How to calculate similarity between the two graphs?

dmlc / dgl

Python package built to ease deep learning on graph, on top of existing DL frameworks.

http://dgl.ai

Apache License 2.0

13.55k stars 3.02k forks source link

How to calculate similarity between the two graphs? #4210

Closed smith-co closed 2 years ago

smith-co commented 2 years ago

I have to learn similarity between graphs using deep learning. I have many samples (~500k) of graphs. Graphs have ~5000 nodes and ~4000 edges in the average.

How can I compute similarity score between two graphs? I am thinking:

convert graphs into vectors using Graph2Vec embedding
then compare them using various similarity calculating techniques like cosine similarity.

I would really appreciate if I can get some feedback whether this is the correct way to approach this problem or not.

jermainewang commented 2 years ago

Your approach looks right to me but you may want to think about how to train the Graph2Vec model.

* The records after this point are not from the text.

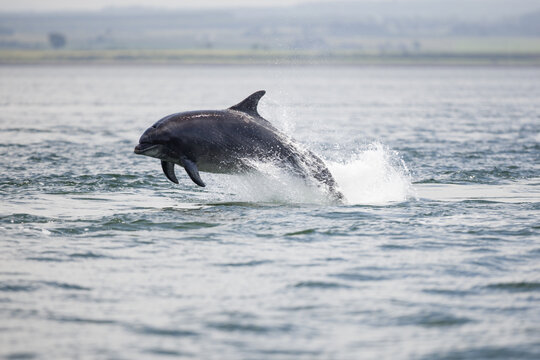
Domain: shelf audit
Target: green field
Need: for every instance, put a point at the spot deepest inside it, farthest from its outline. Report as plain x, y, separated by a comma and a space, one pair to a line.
463, 53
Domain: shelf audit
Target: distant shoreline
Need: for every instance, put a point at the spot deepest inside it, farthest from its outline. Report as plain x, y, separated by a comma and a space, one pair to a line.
259, 57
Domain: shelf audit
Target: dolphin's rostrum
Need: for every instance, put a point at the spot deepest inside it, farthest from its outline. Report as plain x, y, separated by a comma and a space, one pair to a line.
227, 141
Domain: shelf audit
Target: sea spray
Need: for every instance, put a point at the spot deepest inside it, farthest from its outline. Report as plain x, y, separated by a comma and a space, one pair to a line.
375, 175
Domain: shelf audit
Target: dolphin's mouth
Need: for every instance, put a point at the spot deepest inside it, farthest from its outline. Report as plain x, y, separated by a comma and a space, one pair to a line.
143, 148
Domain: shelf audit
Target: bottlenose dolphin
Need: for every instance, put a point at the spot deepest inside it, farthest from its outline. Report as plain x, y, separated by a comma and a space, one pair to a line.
227, 141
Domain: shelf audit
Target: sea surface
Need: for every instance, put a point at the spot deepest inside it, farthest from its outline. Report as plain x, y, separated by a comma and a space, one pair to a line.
435, 253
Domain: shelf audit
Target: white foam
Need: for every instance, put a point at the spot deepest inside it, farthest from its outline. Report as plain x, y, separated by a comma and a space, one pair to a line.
376, 175
271, 184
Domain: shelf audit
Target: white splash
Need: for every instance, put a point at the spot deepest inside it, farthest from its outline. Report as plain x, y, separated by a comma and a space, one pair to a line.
376, 175
373, 176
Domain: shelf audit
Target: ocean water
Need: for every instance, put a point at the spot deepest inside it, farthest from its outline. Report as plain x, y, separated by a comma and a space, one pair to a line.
435, 254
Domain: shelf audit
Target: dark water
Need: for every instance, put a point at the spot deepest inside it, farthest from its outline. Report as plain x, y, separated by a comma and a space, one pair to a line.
435, 255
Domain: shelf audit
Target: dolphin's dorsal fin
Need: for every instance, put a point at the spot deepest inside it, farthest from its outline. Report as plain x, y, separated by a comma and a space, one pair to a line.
249, 104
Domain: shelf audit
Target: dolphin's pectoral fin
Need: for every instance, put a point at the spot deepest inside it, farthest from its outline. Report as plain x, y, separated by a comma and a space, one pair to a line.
168, 169
249, 104
193, 172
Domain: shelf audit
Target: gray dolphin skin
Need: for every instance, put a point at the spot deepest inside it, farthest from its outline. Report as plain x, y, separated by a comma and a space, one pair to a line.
226, 141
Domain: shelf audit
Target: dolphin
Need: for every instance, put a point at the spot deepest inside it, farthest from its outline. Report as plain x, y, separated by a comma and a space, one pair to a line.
227, 141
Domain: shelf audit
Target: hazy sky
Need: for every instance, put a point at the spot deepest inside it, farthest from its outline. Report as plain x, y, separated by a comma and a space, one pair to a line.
53, 5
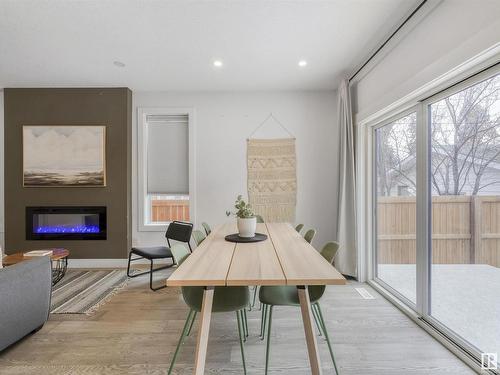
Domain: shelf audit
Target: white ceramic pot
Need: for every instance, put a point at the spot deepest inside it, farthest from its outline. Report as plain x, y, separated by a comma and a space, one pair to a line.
246, 227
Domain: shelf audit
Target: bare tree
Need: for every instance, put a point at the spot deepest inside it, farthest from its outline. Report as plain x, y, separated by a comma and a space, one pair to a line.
465, 143
465, 138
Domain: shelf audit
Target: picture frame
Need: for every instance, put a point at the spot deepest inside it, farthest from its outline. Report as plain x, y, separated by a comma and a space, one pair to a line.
64, 155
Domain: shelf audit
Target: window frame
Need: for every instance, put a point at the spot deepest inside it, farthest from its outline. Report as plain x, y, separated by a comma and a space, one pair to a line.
142, 170
373, 240
366, 156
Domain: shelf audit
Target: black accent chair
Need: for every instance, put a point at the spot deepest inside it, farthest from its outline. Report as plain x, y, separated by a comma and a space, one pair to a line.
177, 231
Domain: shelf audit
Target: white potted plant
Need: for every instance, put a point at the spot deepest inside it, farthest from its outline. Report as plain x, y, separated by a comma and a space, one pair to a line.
247, 222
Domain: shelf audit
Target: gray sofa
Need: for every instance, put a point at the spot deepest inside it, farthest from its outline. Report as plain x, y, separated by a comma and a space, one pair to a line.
25, 290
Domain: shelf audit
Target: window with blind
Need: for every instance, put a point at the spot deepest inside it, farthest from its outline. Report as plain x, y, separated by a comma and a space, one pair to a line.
167, 168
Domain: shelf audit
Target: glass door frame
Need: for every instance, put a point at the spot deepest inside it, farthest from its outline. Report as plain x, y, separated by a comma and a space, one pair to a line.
374, 242
423, 206
426, 207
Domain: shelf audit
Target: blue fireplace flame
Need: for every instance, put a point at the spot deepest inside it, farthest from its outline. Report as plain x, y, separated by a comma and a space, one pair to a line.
67, 229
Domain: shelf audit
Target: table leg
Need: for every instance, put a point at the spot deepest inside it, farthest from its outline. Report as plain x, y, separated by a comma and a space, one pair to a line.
201, 345
312, 345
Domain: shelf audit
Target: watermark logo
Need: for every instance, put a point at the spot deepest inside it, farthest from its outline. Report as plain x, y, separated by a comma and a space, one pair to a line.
489, 361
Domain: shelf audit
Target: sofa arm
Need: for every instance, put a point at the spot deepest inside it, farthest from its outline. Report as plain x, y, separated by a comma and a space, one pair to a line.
25, 290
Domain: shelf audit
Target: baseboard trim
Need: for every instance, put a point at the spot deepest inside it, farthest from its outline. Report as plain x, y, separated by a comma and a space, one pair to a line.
108, 263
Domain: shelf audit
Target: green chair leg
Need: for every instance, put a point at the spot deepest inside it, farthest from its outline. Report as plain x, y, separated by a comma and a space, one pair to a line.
268, 337
192, 323
316, 318
245, 323
240, 333
263, 321
254, 295
181, 340
322, 321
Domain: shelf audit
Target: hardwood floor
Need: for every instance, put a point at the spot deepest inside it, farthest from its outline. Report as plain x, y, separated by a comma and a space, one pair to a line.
137, 330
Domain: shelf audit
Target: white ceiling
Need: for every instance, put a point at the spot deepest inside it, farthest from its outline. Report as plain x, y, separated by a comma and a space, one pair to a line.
171, 44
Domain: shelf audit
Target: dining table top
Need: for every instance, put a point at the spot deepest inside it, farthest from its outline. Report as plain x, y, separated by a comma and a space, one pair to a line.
284, 258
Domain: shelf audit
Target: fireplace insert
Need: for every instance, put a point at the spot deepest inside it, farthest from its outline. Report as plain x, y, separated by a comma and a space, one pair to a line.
66, 223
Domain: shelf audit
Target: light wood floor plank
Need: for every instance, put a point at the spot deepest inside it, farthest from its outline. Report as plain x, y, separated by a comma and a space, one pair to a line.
137, 330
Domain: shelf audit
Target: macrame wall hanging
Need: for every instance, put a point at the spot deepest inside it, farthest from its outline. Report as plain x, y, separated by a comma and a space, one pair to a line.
272, 175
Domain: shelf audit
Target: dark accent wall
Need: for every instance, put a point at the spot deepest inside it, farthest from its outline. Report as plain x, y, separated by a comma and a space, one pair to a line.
111, 107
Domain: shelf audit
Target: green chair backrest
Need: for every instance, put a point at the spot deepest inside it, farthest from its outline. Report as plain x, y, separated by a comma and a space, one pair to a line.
329, 251
207, 228
198, 237
179, 252
299, 227
309, 236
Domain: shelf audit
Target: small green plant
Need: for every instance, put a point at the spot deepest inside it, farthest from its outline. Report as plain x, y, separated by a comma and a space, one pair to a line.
243, 209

Specifically, what are the supervision signals to use? Alternatively, you could also consider some non-learning approaches such as graph edit distance.

smith-co commented 2 years ago

Thanks for your response @jermainewang. My dataset is labeled and I know what are the positive and negatives pairs.

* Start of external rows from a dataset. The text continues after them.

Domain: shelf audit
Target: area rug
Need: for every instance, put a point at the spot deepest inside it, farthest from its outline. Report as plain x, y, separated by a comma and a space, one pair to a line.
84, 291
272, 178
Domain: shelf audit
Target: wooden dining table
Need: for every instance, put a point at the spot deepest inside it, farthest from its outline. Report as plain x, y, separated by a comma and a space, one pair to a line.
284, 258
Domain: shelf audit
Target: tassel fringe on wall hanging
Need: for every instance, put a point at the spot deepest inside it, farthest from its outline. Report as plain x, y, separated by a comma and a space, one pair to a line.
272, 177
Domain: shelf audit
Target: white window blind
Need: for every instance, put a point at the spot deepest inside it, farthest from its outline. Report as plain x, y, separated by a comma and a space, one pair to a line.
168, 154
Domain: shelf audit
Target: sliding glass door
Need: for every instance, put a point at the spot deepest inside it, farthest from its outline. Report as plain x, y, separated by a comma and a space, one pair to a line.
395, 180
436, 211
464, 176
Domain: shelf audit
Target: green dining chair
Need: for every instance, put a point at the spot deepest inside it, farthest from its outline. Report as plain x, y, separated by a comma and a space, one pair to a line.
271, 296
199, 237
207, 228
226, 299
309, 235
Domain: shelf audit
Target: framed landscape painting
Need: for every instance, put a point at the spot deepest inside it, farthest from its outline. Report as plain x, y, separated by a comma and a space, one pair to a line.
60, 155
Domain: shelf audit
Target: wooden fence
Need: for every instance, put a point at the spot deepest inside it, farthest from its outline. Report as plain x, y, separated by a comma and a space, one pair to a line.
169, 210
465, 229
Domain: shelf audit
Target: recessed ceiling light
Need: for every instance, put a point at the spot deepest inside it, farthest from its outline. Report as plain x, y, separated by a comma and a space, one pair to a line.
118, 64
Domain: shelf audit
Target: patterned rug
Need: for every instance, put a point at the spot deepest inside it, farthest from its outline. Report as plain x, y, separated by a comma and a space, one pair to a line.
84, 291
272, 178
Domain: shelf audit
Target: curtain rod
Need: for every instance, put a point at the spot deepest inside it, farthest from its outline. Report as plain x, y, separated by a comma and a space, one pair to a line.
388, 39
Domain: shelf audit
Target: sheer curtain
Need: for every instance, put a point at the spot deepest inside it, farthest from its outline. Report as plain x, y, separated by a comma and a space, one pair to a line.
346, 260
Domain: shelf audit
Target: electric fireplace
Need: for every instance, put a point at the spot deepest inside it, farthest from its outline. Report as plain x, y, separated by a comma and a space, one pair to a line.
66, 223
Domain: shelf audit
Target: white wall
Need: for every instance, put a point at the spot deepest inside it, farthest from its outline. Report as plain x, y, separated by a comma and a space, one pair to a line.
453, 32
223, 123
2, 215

I have not completely understood how to achive "what are the supervision signals to use"? Would appreciate your feedback.

jermainewang commented 2 years ago

Then you could design loss to make the graph embeddings of positive pairs closer and negative pairs farther. At a high level, the training algorithm show look like this:

For each pair of graphs g1 and g2,
Feed g1 and g2 to your GNN model to get graph level embedding e1 and e2.
Compute loss(e1, e2, label), where label is 1 if (g1, g2) is positive and 0 if is negative.
Optimize the model and iterate.

To speed up the training, you could batch multiple graphs together. To get graph level embedding, DGL provides a bunch of Global Pooling Layer. For the loss function, there are many options, e.g., ranking loss, marginal loss, etc.

github-actions[bot] commented 2 years ago

This issue has been automatically marked as stale due to lack of activity. It will be closed if no further activity occurs. Thank you

github-actions[bot] commented 2 years ago

This issue is closed due to lack of activity. Feel free to reopen it if you still have questions.